Frequently Asked Questions

Why Creatine Matters During Fetal Development?

The developing fetus has high energy demands, and the creatine-phosphocreatine system plays an important role in fetal metabolism. Creatine is synthesized by the fetus, but fetal synthesis capacity is limited, particularly in early development. The placenta transfers creatine from maternal blood to the fetus, supplementing fetal production.

What is the ellery et al. research program?

Stacey Ellery and colleagues at the Hudson Institute of Medical Research in Melbourne, Australia, have led the investigation into creatine and pregnancy. Their research program has progressed from animal models to human observational studies and early clinical work.

What is the dickinson et al. preclinical data?

Dickinson et al. (2014) published preclinical research examining the mechanisms of creatine-mediated neuroprotection in fetal development. Their work, published in the Journal of Clinical and Experimental Pharmacology and Physiology, examined creatine supplementation in animal models of birth asphyxia and demonstrated protective effects on multiple organ systems, not only the brain.

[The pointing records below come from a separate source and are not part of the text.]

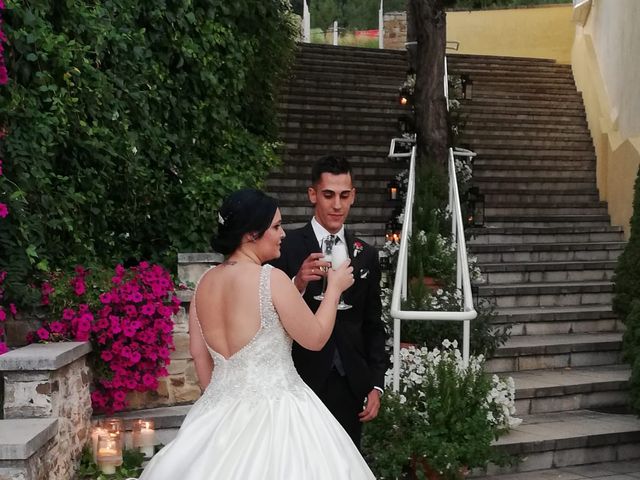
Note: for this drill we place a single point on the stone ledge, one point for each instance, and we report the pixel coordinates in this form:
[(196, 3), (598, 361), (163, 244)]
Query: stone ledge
[(163, 417), (43, 356), (206, 257), (21, 438)]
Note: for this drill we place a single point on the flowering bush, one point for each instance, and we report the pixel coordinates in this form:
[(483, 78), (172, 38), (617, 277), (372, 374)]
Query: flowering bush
[(445, 415), (127, 316), (4, 312)]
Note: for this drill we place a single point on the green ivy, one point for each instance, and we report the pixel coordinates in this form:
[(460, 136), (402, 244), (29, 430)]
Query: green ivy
[(127, 122)]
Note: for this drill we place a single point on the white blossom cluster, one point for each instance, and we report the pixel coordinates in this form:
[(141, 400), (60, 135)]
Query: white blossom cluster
[(418, 366)]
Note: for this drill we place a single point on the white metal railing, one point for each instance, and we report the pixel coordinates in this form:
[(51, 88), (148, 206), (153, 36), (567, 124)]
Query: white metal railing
[(463, 282)]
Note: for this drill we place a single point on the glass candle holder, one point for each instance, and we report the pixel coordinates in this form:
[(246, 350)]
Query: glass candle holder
[(109, 454), (115, 426), (95, 433), (144, 437)]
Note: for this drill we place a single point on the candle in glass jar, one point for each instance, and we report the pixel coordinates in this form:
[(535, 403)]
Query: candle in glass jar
[(97, 431), (109, 454), (144, 437)]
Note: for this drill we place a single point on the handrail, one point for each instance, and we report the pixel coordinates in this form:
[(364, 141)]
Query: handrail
[(463, 281)]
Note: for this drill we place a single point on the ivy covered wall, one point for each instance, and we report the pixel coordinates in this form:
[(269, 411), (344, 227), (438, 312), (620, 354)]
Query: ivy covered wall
[(125, 123)]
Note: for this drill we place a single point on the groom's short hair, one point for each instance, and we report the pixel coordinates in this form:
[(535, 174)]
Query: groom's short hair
[(334, 164)]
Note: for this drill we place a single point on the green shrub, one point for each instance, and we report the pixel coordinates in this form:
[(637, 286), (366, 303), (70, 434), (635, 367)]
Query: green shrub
[(127, 122), (627, 274)]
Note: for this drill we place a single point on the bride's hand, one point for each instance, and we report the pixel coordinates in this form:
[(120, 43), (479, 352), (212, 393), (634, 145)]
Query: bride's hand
[(342, 277)]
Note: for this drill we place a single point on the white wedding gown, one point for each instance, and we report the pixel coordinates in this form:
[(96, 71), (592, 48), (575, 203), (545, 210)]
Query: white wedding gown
[(258, 420)]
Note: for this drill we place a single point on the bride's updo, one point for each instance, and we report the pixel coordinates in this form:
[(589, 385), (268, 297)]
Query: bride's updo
[(245, 211)]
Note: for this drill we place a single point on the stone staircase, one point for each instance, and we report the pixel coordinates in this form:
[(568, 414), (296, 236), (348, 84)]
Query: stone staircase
[(345, 101), (548, 252)]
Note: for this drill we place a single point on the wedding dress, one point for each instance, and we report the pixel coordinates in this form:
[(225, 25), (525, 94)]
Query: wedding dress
[(258, 420)]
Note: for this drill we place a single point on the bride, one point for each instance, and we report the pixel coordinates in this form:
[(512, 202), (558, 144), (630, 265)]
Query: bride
[(256, 419)]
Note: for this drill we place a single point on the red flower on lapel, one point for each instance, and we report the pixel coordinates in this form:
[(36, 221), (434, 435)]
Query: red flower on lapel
[(357, 248)]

What is the human observational data?

Observational studies have examined creatine levels in pregnant women and their relationship to pregnancy outcomes. Lower maternal creatine levels have been associated with lower birth weight in some studies. The fetal capacity for creatine synthesis increases throughout gestation but remains limited relative to postnatal capacity, suggesting that maternal supply is physiologically important during pregnancy.

What is the current state of human trials?

As of this writing, human clinical trials of creatine supplementation during pregnancy are in early stages. The transition from animal models to human trials requires establishing safety in the pregnant population before efficacy can be assessed. This process is appropriately cautious, as any intervention during pregnancy carries potential risks to both mother and fetus that must be thoroughly evaluated.